Sembra che in Come La Notte ci sia un’evoluzione rispetto ai due dischi precedenti, il sound ha qualcosa di più intimo.
Leo: Probabilmente sì, c’è stato uno scarto rispetto ai dischi precedenti. È passato qualche anno rispetto al lavoro scorso, Millanta Tamanta, ci siamo presi i nostri tempi. Normalmente si è come ipnotizzati mentre si registra e solo dopo si ha modo di rifletterci su, mentre per Come La Notte avevamo un po’ più di calma, anche grazie a lavori che ci hanno dato un po’ più di sicurezza, come quello svolto per lo spettacolo teatrale di Deflorian/Tagliarini “Quasi Niente”. Abbiamo avuto tanto tempo per fare le prove per lo spettacolo, non avevamo preoccupazioni economiche pressanti e nel lavoro teatrale c’è un tempo di riflessione maggiore. È stato poi un disco che abbiamo fatto e rifatto: dopo una prima sessione di registrazione abbiamo deciso di ripartire dalla band e da una sorta di comunanza di vedute, così abbiamo lavorato con Thibault, bassista con cui suoniamo da sempre, e Pippo Grassi, un giovane batterista. Partendo dai nostri rapporti interpersonali e parlando di quello che avevamo in mente per Come La Notte forse ci siamo ritrovati con le idee più chiare anche noi stessi.
Com’è stato partecipare allo spettacolo “Quasi Niente” di Deflorian/Tagliarini?

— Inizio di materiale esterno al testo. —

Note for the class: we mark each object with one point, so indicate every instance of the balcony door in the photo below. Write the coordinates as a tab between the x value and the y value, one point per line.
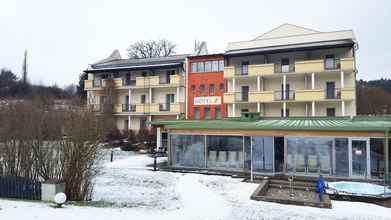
287	88
330	90
245	90
359	157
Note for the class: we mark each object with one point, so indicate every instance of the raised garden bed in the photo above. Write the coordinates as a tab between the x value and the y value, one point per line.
281	193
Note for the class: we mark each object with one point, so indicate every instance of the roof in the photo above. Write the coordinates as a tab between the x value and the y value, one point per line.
366	124
285	30
118	64
288	36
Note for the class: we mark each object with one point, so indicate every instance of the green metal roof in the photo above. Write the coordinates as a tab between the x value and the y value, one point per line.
358	123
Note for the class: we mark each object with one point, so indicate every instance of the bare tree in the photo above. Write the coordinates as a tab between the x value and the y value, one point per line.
151	48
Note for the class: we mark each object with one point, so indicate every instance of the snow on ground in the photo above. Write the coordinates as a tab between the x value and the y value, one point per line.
139	193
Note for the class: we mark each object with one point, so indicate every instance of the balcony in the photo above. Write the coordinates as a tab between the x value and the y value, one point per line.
309	95
177	107
332	94
261	69
229	97
309	66
88	84
142	108
96	107
347	64
348	93
280	95
147	81
164	107
96	83
229	72
128	108
128	82
266	96
173	80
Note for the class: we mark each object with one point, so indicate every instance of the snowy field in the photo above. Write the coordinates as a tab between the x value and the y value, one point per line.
137	192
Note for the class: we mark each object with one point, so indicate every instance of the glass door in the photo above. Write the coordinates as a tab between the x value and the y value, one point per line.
262	154
359	157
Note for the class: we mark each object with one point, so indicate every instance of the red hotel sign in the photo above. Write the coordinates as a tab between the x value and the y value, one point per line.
208	100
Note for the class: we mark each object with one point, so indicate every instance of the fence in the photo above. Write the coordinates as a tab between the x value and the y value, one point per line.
19	188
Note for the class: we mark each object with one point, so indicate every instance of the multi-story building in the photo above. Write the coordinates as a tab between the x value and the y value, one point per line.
205	87
292	71
139	90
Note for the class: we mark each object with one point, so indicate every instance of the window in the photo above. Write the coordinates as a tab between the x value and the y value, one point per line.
222	87
143	123
194	67
188	150
225	152
330	112
329	62
245	68
285	65
200	67
215	66
202	89
221	65
208	66
286	111
211	89
197	113
218	112
207	113
143	98
170	98
126	124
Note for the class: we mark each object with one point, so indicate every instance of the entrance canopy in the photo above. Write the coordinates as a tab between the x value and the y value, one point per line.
364	125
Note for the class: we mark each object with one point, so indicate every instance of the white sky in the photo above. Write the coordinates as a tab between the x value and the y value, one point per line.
63	37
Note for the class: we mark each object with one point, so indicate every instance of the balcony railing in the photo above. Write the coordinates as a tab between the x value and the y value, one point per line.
284	95
96	107
333	94
128	108
128	82
164	106
97	83
332	64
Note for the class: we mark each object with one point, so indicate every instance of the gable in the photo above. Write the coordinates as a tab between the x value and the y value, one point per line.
286	30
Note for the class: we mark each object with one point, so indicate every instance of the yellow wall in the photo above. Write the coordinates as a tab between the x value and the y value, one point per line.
309	95
347	64
229	71
261	69
309	66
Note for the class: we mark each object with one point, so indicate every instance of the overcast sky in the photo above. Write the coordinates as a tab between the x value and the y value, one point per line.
63	37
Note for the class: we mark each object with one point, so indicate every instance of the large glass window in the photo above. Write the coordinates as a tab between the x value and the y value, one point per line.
225	152
208	66
194	67
200	67
218	112
377	157
215	66
207	113
341	157
309	154
221	65
188	150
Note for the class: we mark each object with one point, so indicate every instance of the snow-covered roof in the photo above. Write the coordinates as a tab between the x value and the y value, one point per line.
114	64
289	36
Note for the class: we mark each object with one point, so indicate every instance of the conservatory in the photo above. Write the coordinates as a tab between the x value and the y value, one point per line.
355	147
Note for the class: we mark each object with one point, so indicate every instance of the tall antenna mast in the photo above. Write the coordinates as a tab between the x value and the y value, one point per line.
25	67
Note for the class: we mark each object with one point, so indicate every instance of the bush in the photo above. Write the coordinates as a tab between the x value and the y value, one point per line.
43	145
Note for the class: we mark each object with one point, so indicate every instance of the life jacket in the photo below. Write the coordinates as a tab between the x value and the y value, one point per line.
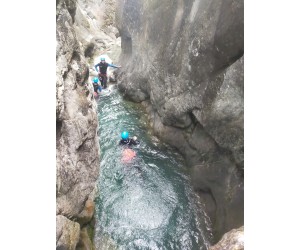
103	67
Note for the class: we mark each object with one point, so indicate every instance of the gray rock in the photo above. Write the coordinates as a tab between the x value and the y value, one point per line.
233	240
67	233
185	59
77	144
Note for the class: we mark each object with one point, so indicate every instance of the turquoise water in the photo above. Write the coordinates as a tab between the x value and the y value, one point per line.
147	203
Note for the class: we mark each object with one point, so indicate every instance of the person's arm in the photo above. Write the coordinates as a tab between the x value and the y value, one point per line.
112	65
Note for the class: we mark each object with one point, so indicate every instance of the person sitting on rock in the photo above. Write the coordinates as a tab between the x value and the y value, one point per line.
96	86
102	73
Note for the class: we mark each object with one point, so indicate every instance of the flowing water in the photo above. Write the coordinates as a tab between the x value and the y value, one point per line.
147	203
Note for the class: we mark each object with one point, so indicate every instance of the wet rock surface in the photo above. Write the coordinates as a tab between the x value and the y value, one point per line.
184	62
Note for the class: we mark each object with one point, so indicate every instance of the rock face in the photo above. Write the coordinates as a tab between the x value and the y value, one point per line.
233	240
184	61
77	144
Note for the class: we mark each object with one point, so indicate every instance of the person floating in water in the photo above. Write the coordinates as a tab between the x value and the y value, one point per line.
128	154
102	73
128	141
96	86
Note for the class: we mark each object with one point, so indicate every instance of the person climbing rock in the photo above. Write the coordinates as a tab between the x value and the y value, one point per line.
102	73
96	86
125	140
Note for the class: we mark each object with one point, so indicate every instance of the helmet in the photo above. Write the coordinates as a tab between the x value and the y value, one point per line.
124	135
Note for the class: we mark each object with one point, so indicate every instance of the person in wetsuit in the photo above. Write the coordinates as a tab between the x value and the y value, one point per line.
96	86
102	73
128	141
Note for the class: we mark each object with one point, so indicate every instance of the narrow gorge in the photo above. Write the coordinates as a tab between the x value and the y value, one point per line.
183	65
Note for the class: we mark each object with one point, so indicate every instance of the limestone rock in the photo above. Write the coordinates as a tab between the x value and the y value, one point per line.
185	59
67	233
233	240
77	145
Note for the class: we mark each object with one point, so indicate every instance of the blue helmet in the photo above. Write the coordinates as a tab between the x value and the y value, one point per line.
124	135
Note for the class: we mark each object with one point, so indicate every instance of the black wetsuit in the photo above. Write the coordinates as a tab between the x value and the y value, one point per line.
129	142
96	87
102	73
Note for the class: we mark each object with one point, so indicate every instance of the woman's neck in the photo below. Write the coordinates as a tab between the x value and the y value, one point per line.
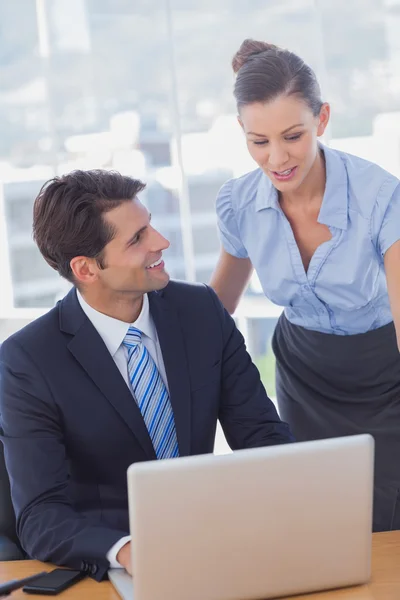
312	189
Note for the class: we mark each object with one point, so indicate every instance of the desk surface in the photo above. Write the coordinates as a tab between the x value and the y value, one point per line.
384	584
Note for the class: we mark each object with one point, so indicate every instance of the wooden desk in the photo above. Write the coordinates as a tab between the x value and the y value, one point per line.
384	584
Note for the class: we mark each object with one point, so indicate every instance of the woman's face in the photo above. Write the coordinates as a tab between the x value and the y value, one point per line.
282	138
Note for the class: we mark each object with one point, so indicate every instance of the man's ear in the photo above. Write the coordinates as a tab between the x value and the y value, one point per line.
85	269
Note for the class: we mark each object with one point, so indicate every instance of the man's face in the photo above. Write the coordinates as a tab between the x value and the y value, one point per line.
133	259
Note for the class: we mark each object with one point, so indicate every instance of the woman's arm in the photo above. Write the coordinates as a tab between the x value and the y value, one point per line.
230	279
392	269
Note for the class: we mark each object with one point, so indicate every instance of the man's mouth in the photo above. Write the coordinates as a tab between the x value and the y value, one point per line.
156	264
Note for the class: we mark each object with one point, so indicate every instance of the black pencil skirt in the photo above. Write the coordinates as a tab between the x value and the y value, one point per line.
329	386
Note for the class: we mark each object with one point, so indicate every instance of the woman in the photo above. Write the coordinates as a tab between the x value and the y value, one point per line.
322	230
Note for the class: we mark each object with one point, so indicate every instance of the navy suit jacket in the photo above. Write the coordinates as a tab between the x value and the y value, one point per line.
72	428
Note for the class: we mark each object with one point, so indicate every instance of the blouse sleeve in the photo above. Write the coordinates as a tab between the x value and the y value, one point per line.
386	223
227	223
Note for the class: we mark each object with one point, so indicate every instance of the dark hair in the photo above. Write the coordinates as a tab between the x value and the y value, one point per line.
265	71
67	215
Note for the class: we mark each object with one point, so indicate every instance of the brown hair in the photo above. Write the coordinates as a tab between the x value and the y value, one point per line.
68	215
265	71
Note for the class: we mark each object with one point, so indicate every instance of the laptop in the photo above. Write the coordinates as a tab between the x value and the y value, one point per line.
258	523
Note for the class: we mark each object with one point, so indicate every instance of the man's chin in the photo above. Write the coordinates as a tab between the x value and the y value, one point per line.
159	281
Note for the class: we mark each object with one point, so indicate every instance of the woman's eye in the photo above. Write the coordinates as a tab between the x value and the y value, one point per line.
293	138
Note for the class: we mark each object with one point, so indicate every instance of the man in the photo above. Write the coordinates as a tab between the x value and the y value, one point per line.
127	367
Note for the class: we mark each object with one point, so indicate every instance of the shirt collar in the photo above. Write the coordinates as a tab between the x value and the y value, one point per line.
113	331
334	208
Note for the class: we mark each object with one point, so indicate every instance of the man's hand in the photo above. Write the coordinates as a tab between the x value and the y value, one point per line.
124	557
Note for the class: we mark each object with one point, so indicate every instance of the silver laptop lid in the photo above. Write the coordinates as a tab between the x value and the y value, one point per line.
257	523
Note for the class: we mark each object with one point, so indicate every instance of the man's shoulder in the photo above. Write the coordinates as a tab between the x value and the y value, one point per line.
35	334
191	298
181	292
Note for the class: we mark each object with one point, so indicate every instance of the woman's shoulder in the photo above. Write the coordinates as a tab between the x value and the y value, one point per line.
240	191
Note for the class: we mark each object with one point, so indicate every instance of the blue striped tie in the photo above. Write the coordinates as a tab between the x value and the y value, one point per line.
151	396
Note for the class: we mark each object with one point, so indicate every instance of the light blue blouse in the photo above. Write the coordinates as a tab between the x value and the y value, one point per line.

Leo: È uno spettacolo in cui mi sono trovato coinvolto grazie a China, che studiava e lavorava con Daria Deflorian da diversi anni. Loro hanno spesso lavorato con la musica nei loro spettacoli, in un certo senso le canzoni arrivano quando si rimane senza parole. Lo spettacolo parla di quello stato mentale di non perfetta aderenza alla realtà, come può essere la depressione… come quando ti chiedono «che cos’hai?» e rispondi «quasi niente», in quel “quasi” sono come racchiuse tutte le difficoltà di vivere la vita in questa società. Credo sia stata un’influenza reciproca, noi avevamo già dei pezzi come “Niente Di Speciale”, glieli abbiamo fatti sentire e abbiamo scoperto che stavamo grosso modo lavorando sulla stessa poetica. È stata un’esperienza forte che è durata tre anni, ci ha portato in giro per l’Italia e anche fuori, in Francia, in Svizzera, in Canada. Per alcune date della tournée abbiamo organizzato anche dei concerti degli Wow, ad esempio a Montreal e a Toronto abbiamo suonato grazie a Cindy Lee e Kyle Knapp, che avevamo conosciuto al Fanfulla quando erano venuto a presentare il bellissimo disco di Cindy Lee uscito su Maple Death. Non rimanere confinati nel proprio ambito e ibridare i linguaggi dà ricchezza sotto tutti i punti di vista. Da musicisti confrontarsi con il teatro e con una compagnia teatrale dà modo di vedere da una prospettiva diversa quello che si sta facendo con la musica.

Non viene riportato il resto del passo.